Dell plans new AMD-based desktops beginning next month and two-socket Opteron servers by year-end.

Darrell Dunn, Contributor

August 17, 2006

1 Min Read

Dell said Thursday it plans to expand its relationship with Advanced Micro Devices to offer AMD-based desktop PCs starting next month, and two-socket Opteron servers by year end.

Dell previously said it will begin offering a four-socket Opteron server by year end.

AMD disclosed the plans as part of its second-quarter financial announcement.

The financial results, while in line with lowered analyst expectations, were disappointing, as revenue and earnings declined for the second consecutive quarter. The results also come only days after the company announced the recall of 4.1 million batteries used in its laptop computers.

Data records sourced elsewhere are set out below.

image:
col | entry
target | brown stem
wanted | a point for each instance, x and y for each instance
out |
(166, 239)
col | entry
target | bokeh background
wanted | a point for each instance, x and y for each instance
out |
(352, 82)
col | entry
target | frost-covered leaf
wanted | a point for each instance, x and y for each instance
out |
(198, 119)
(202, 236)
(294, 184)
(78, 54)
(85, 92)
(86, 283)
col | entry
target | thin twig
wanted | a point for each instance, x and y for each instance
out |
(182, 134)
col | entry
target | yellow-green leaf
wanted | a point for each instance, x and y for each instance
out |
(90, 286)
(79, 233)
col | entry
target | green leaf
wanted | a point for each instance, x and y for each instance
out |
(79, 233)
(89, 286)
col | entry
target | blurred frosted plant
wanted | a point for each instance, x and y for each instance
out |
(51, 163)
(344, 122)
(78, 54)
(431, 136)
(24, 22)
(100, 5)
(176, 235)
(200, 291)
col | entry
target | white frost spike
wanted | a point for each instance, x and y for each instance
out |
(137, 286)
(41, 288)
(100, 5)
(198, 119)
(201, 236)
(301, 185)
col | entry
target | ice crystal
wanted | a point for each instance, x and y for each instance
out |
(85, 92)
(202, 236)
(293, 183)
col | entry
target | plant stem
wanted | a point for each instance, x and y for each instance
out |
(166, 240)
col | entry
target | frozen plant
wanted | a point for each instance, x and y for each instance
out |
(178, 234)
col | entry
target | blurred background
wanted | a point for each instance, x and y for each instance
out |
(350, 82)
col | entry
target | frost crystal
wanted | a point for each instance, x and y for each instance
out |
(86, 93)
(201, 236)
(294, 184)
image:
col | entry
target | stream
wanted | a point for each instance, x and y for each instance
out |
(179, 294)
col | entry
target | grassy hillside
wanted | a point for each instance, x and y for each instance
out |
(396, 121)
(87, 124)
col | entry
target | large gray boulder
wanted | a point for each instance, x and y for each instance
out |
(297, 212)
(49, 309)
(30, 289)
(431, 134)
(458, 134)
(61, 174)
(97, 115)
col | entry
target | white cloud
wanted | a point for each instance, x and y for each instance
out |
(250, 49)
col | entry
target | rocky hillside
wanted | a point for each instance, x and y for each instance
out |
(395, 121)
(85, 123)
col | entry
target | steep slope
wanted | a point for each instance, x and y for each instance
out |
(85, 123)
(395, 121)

Dell announced net income of $502 million, or 22 cents a share, on revenue of $14.1 billion. That was up 5% from the same period a year ago, but down 1% from its first fiscal quarter.

Dell has seen erosion in its revenues, earnings, and market share.

According to Gartner, Dell maintained its position as the leading supplier of PCs in the second quarter, but again lost ground to Hewlett-Packard. Dell shipped 9.7 million PCs in the second quarter, for 17.7% market share, but saw growth compared to the same period a year ago increase by only 11.6%.

HP by contrast had shipments of 8.1 million PCs in the second quarter, for 14.8%, but experienced growth of 13.8% compared to same period a year ago.

In the server market, AMD has seen its share of x86 processor sales grow from 22% in the first quarter to nearly 26% in the second quarter, according to Mercury Research.